A year on Neptune is 165 Earth years. It's completed only one orbit since its discovery in 1846.
Also rains diamonds.
Discovered by maths before anyone saw it — astronomers worked out Uranus's wobble.
Moon Triton orbits backwards, slowly spiralling in. Will be torn apart → ring system bigger than Saturn's.
🔭 JWST's first Neptune images (2022) showed rings clearly for first time since 1989 — they're back, plus new bands.
🌑 Dark spots come and go on a scale of years. JWST caught one with a bright companion cloud. Unknown why they form.
🌋 Triton has active cryovolcanoes spitting nitrogen — plumes 8 km tall. Captured Kuiper Belt object, basically Pluto's sibling.
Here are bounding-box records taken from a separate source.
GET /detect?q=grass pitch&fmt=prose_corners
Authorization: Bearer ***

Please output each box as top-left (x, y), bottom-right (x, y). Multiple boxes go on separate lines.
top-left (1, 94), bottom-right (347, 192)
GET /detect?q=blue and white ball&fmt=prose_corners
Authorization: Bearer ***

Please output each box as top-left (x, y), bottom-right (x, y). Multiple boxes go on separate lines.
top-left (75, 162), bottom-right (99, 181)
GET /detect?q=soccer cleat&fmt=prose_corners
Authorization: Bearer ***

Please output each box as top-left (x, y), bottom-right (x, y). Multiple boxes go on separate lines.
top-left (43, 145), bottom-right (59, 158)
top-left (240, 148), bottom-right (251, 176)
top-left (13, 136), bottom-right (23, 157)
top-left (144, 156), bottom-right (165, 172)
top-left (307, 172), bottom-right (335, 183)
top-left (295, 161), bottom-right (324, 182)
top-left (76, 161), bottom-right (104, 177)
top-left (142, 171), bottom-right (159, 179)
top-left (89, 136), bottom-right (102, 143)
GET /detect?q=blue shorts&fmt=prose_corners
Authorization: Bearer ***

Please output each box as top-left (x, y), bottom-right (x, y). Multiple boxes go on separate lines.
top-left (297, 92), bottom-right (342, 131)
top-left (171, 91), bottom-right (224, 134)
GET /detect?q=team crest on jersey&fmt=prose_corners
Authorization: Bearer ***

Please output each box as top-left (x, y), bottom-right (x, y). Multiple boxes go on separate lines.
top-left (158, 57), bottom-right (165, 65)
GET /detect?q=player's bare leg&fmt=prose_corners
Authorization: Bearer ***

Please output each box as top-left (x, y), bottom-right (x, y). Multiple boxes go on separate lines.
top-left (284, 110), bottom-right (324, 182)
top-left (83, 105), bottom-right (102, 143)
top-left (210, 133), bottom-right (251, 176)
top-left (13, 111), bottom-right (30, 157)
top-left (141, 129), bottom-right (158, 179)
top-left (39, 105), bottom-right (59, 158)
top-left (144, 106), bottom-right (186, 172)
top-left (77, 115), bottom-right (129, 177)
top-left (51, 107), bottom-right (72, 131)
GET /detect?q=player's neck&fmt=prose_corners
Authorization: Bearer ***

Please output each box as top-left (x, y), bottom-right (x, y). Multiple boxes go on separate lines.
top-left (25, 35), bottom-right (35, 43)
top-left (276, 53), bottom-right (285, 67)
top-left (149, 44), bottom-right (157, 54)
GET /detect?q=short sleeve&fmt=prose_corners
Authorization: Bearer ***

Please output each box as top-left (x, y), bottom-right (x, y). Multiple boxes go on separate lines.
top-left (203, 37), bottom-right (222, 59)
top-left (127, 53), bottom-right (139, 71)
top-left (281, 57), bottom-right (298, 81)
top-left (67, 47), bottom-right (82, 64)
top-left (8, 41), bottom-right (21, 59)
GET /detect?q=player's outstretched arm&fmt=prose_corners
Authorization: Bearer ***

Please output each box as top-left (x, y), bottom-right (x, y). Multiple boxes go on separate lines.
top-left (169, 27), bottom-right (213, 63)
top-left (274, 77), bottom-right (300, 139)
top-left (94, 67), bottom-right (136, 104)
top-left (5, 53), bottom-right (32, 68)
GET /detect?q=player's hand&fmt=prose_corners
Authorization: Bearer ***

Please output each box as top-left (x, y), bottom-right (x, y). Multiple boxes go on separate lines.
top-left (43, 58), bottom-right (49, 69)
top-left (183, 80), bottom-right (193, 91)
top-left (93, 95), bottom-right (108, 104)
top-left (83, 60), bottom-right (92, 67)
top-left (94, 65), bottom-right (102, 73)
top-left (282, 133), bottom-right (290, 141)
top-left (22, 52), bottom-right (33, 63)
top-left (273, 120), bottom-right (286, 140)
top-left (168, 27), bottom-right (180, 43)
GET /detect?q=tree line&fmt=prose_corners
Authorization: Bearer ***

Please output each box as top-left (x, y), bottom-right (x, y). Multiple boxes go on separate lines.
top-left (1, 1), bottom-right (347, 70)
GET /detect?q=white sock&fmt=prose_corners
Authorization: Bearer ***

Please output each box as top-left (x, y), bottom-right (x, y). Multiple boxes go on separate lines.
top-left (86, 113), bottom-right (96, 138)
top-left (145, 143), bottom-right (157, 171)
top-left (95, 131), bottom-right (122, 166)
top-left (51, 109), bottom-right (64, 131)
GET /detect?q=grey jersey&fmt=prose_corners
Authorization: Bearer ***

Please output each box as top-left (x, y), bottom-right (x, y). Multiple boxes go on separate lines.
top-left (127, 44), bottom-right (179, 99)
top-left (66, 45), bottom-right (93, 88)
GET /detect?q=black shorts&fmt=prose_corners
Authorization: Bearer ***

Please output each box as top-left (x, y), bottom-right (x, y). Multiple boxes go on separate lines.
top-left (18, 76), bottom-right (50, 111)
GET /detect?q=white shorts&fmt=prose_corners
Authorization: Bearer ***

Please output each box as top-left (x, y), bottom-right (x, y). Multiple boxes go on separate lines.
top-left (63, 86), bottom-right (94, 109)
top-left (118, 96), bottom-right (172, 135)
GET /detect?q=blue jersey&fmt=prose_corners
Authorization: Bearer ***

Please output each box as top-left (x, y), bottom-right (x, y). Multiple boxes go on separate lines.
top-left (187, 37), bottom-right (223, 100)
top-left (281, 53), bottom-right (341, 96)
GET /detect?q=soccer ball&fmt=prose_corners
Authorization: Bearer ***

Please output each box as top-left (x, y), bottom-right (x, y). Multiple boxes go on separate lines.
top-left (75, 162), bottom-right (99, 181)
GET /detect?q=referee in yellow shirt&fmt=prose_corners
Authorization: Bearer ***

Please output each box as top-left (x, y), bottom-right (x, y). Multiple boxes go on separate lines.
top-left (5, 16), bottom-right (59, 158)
☀️ From Neptune, the Sun is 900× dimmer than from Earth — looks like a very bright star, not a sun.
🌌 Beyond / Wow-Tier
If you flew to the Sun at jet speed (900 km/h)
It'd take you ~19 years.
Pluto
Sunlight takes 5½ hours to reach it. From Pluto, the Sun looks like a bright star.
The solar system is mostly empty
If the Sun were a golf ball at the centre of your field, the nearest other star would be a golf ball in Australia.
JWST has imaged exoplanets directly
Actual photographs of planets orbiting other stars. Possible dimethyl sulfide detected on K2-18b — a biosignature 124 light-years away.
The "Planet Nine" hypothesis
A hidden planet 5–10× Earth's mass at hundreds of AU. Vera Rubin Observatory is searching.
Interstellar visitor 3I/ATLAS (2025)
Only the third confirmed object from outside our solar system. Largest and oldest of the three.